The following is a summary of the “Potential peripheral biomarkers associated with the emergence and presence of post-traumatic stress disorder symptomatology: A systematic review,” published in the January 2023 issue of Psychoneuroendocrinology by Sbisa, et al.
There is mounting evidence that the mental and physical components of post-traumatic stress disorder (PTSD) interact with one another. However, reliable and accurate biomarkers have yet to be identified for PTSD, even though they could be useful in identifying people with underlying dysregulation and increased risk. Therefore, the PRISMA guidelines were followed to conduct a systematic review. EMBASE, MEDLINE, and Cochrane Central were used as databases. In addition, studies from a 2015 review (Schmidt et al., 2015) and subsequent papers published in English after that review (between 2014 and May 2022) were included. About 48 studies met the criteria.
Changes in neuroendocrine and immune markers most often accompany psychological distress due to post-traumatic stress disorder. Evidence suggests that PTSD symptoms are linked to hypothalamic-pituitary-adrenal axis dysfunction, as reflected by low basal cortisol, immune dysregulation, characterized by an elevated pro-inflammatory state, and metabolic dysfunction. However, many studies failed to account for sex or history of trauma, both of which may influence the physical manifestations of post-traumatic stress disorder.

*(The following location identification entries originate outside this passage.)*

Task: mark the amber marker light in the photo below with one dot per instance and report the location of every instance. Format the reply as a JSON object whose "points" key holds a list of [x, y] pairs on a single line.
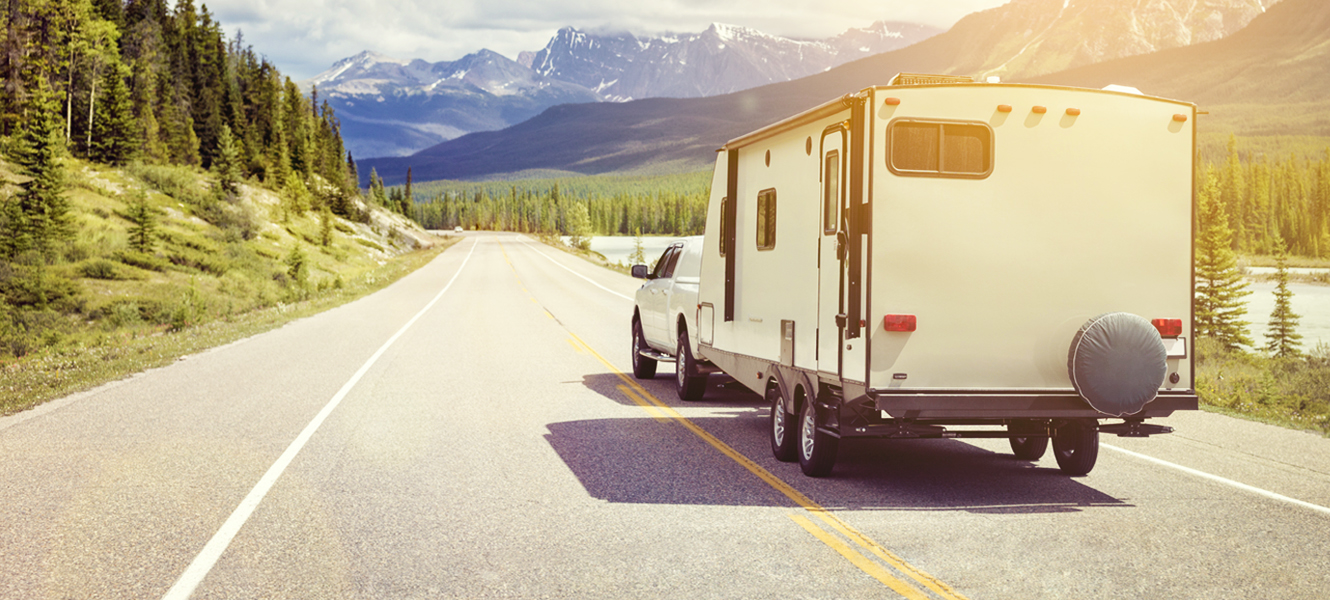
{"points": [[898, 322], [1168, 327]]}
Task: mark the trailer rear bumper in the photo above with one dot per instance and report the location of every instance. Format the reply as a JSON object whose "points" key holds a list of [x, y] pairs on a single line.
{"points": [[987, 406]]}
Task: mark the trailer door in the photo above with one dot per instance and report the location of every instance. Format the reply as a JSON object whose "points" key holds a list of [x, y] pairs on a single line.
{"points": [[831, 248]]}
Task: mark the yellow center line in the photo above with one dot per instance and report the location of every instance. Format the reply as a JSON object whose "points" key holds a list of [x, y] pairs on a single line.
{"points": [[858, 560], [798, 498], [651, 410], [649, 402]]}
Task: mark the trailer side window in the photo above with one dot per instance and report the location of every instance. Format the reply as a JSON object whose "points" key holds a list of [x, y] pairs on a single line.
{"points": [[725, 205], [940, 149], [766, 220], [830, 192]]}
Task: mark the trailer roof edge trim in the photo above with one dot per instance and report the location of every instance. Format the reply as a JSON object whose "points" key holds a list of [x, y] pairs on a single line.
{"points": [[838, 104]]}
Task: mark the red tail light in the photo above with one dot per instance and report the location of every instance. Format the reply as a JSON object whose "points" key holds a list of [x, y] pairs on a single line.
{"points": [[898, 322], [1168, 327]]}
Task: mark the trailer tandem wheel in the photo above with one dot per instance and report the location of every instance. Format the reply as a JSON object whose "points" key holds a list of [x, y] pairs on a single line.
{"points": [[1076, 446], [817, 449], [785, 439], [689, 382], [643, 367]]}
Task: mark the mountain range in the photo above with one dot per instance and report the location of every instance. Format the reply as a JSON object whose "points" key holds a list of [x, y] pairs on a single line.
{"points": [[391, 107], [681, 133]]}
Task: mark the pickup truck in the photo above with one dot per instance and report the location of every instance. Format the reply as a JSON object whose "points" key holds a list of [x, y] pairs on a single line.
{"points": [[665, 318]]}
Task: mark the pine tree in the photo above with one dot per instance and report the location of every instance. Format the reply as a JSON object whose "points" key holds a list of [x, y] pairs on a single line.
{"points": [[113, 139], [579, 226], [1282, 338], [43, 217], [639, 256], [1218, 288], [226, 162], [142, 217]]}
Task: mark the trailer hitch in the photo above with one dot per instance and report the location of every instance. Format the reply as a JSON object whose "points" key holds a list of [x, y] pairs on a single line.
{"points": [[1135, 429]]}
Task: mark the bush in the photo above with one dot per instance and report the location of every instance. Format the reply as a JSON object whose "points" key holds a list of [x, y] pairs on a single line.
{"points": [[100, 269], [142, 261]]}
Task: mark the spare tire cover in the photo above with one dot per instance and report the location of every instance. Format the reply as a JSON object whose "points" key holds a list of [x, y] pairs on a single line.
{"points": [[1117, 363]]}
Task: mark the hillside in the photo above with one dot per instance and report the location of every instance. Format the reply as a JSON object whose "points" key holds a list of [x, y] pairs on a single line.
{"points": [[1265, 80], [391, 107], [680, 135], [213, 269]]}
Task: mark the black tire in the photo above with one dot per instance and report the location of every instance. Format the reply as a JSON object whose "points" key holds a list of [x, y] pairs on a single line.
{"points": [[817, 449], [781, 429], [1076, 447], [643, 367], [689, 383], [1031, 447]]}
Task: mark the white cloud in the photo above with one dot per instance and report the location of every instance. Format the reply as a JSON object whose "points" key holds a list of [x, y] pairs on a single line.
{"points": [[305, 37]]}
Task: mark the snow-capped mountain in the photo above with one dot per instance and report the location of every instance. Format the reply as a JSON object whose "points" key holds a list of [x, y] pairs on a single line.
{"points": [[718, 60], [391, 107]]}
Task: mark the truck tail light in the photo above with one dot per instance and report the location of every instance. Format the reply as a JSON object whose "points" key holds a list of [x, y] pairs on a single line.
{"points": [[1168, 327], [898, 322]]}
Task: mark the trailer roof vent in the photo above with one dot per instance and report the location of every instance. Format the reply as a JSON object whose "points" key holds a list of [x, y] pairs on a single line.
{"points": [[923, 79]]}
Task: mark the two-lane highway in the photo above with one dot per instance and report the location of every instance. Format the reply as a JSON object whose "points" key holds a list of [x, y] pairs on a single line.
{"points": [[470, 433]]}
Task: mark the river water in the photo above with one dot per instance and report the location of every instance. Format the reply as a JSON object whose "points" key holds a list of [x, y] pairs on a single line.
{"points": [[1310, 301]]}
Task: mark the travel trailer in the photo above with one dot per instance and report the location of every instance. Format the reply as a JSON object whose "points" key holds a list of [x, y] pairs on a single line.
{"points": [[947, 258]]}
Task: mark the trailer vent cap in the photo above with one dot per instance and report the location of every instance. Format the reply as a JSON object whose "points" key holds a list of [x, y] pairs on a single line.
{"points": [[1117, 363]]}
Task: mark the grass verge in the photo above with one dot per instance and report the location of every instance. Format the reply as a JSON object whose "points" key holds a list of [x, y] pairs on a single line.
{"points": [[69, 369]]}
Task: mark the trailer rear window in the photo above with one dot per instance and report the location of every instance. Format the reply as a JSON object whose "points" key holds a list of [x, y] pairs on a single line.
{"points": [[766, 220], [940, 149]]}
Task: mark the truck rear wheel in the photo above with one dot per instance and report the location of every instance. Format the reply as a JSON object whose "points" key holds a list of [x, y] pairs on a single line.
{"points": [[1076, 446], [689, 383], [785, 439], [817, 449], [643, 367], [1031, 447]]}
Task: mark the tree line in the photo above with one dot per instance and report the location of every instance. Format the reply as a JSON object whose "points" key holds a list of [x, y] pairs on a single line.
{"points": [[116, 81], [673, 205], [1268, 200]]}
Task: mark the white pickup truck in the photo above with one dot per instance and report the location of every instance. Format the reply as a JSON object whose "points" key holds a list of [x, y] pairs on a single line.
{"points": [[665, 318]]}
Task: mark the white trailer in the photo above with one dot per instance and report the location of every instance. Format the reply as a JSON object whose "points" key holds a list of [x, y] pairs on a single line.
{"points": [[939, 253]]}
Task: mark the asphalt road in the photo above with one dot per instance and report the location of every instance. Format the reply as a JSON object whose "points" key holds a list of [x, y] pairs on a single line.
{"points": [[468, 433]]}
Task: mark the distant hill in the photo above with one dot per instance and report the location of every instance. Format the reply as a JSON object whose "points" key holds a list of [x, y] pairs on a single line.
{"points": [[1270, 79], [680, 135], [391, 107], [718, 60]]}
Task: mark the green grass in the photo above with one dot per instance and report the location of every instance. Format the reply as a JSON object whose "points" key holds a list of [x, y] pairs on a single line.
{"points": [[107, 311], [1289, 393]]}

Results that vary suggest that the relationship between allostasis load, biological markers, and PTSD is still largely undefined, reflecting the complexity and heterogeneity of PTSD.
Future research must incorporate the covariates of sex, prior trauma, adverse childhood experiences, prospective research design, and long-term follow-up. To better understand biomarkers associated with disorder risk and to aid in untangling directionality, future research should investigate biological correlates specific to PTSD symptom domains to determine whether underlying processes differ with symptom expression.